= Helicase-dependent amplification =

Helicase-dependent amplification (HDA) is a method for in vitro DNA amplification (like the polymerase chain reaction) that takes place at a constant temperature.

==Introduction==
The polymerase chain reaction is the most widely used method for in vitro DNA amplification for purposes of molecular biology and biomedical research. This process involves the separation of the double-stranded DNA in high heat into single strands (the denaturation step, typically achieved at 95–97 °C), annealing of the primers to the single stranded DNA (the annealing step) and copying the single strands to create new double-stranded DNA (the extension step that requires the DNA polymerase) requires the reaction to be done in a thermal cycler. These bench-top machines are large, expensive and costly to run and maintain, limiting the potential applications of DNA amplification in situations outside the laboratory (e.g., in the identification of potentially hazardous micro-organisms at the scene of investigation, or at the point of care of a patient). Although PCR is usually associated with thermal cycling, the original patent by Mullis et al. disclosed the use of a helicase as a means for denaturation of double stranded DNA thereby including isothermal nucleic acid amplification.
In vivo, DNA is replicated by DNA polymerases with various accessory proteins, including a DNA helicase that acts to separate the DNA by unwinding the DNA double helix. HDA was developed from this concept, using a helicase (an enzyme) to denature the DNA.

== Methodology ==

Strands of double-stranded DNA are first separated by a DNA helicase and coated by single-stranded DNA (ssDNA)-binding proteins. In the second step, two sequence-specific primers hybridise to each border of the DNA template. DNA polymerases are then used to extend the primers annealed to the templates to produce a double-stranded DNA and the two newly synthesized DNA products are then used as substrates by DNA helicases, entering the next round of the reaction. Thus, a simultaneous chain reaction develops, resulting in exponential amplification of the selected target sequence (see Vincent et al.., 2004 for a schematic diagram).

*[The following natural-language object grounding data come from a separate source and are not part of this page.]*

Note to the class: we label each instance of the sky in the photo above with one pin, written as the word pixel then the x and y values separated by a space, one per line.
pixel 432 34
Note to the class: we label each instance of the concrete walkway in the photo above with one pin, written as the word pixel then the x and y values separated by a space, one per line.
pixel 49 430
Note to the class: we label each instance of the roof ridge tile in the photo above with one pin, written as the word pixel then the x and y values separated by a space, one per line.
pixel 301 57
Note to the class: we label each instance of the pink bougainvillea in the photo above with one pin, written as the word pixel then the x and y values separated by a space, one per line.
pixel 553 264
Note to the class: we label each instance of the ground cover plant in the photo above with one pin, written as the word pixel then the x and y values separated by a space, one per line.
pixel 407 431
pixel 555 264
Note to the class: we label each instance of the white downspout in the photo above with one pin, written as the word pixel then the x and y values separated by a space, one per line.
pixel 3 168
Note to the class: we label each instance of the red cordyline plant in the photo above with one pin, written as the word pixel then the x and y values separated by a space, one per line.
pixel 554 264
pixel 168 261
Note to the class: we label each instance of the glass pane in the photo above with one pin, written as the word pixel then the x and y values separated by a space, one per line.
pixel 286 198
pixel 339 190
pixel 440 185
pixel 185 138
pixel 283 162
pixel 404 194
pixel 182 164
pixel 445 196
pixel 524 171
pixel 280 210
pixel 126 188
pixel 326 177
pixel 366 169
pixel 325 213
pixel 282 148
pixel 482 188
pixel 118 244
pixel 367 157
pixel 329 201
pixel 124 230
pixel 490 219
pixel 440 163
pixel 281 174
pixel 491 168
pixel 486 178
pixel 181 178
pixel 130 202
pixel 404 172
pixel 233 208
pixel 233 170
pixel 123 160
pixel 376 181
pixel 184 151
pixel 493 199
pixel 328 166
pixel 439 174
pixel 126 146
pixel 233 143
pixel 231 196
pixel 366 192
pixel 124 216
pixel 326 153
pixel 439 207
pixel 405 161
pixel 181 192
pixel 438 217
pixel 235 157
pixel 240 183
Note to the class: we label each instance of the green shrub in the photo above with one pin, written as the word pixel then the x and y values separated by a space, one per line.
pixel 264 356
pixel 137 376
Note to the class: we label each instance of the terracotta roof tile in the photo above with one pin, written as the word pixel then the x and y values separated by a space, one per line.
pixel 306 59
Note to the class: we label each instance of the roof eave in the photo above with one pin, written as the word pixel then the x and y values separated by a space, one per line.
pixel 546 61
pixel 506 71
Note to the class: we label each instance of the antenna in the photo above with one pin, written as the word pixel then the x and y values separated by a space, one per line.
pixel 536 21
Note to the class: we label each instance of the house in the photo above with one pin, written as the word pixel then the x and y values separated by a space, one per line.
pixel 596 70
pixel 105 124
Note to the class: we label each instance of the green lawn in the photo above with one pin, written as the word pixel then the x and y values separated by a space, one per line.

== Present progress and the advantages and disadvantages of HDA ==

Since the publication of its discovery, HDA technology has been used for a "simple, easy to adapt nucleic acid test for the detection of Clostridioides difficile". Other applications include the rapid detection of Staphylococcus aureus by the amplification and detection of a short DNA sequence specific to the bacterium. The advantages of HDA is that it provides a rapid method of nucleic acid amplification of a specific target at an isothermic temperature that does not require a thermal cycler. However, the optimisation of primers and sometimes buffers is required beforehand by the researcher. Normally primer and buffer optimisation is tested and achieved through PCR, raising the question of the need to spend extra on a separate system to do the actual amplification. Despite the selling point that HDA negates the use of a thermal cycler and therefore allows research to be conducted in the field, much of the work required to detect potentially hazardous microorganisms is carried out in a research/hospital lab setting regardless. At present, mass diagnoses from a great number of samples cannot yet be achieved by HDA, whereas PCR reactions carried out in thermal cycler that can hold multi-well sample plates allows for the amplification and detection of the intended DNA target from a maximum of 96 samples. The cost of purchasing reagents for HDA are also relatively expensive to that of PCR reagents, more so since it comes as a ready-made kit.